Las cuentas del Gran Capitán

Cuentan las crónicas que Fernando el Católico demandó a su Gran Capitán cuentas detalladas de los gastos generados por las campañas de Italia, que tan buenos dividendos le dieron al afanoso monarca. Y que Gonzalo Fernández de Córdoba, en un rasgo de humor extraño en aquellos tiempos y aquellas gentes, le hizo llegar una minuta como la que sigue: «Por picos, palas y azadones, cien millones de ducados, por limosnas para que frailes y monjas rezasen por los españoles, ciento cincuenta mil, por guantes perfumados para que los soldados no oliesen el hedor de la batalla, doscientos millones de ducados, por reponer las campanas averiadas a causa del continuo repicar a victoria, ciento setenta mil ducados... y finalmente, por la paciencia de tener que descender a estas pequeñeces del rey a quien he regalado un reino, cien millones de ducados». Estas son las llamadas «cuentas del Gran Capitán» y se cuentan como expresión irónica de lo exagerado hasta el estrambote.
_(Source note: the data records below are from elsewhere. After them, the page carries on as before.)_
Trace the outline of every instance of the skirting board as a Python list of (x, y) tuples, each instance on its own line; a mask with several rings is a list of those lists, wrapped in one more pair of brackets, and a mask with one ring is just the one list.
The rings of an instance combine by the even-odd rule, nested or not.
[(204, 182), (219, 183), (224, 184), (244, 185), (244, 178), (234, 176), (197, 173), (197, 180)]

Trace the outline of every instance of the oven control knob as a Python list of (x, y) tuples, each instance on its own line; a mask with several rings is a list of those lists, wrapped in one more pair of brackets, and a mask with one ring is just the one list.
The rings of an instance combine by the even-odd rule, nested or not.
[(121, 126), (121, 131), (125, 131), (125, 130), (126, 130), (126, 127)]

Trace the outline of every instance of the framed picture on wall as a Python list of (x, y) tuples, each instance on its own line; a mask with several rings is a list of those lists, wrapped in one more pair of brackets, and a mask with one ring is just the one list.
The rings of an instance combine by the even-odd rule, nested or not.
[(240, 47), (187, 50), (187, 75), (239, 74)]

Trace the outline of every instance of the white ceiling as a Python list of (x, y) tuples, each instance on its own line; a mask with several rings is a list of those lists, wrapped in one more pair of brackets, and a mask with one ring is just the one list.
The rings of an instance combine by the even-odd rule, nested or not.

Parecidas cuentas pudieran hacer Rajoy y su fanfarria con los asistentes a la manifestación del sábado pasado en Madrid y la que protagonizarán el próximo en Iruñea.

Y es que, si las cuentas y la estadística no engañan, en una multitud de dos millones y medio de personas (poco menos que el conjunto de la población de Euskal Herria) durante las cuatro horas que duró el festejo pepero, deberían haber sucedido cosas como las que siguen: Habrían debido producirse del orden de cuarenta fallecimientos por causas naturales o accidentes entre los manifestantes; se deberían haber consumido del orden de treinta kilos de hachís y cinco o seis de cocaína, además de una buena cantidad de pastillas de éxtasis o similares; los casos de malos tratos a la propia pareja no deberían bajar de cuatro, allí mismo, in situ; una docena de menores habrían debido ser ingresados en urgencias por los nocivos efectos del botellón; se habría dado el feliz caso de unos treinta o cuarenta partos y la mala noticia de sesenta o setenta robos con fuerza, o sea a punta de navaja. Todo eso y mucho más debería haber ocurrido si, en verdad, uno de cada veinte ciudadanos del Estado español hubiera estado presente en la exaltación del toro de Osborne. No fue así. Y el sábado que viene, tampoco.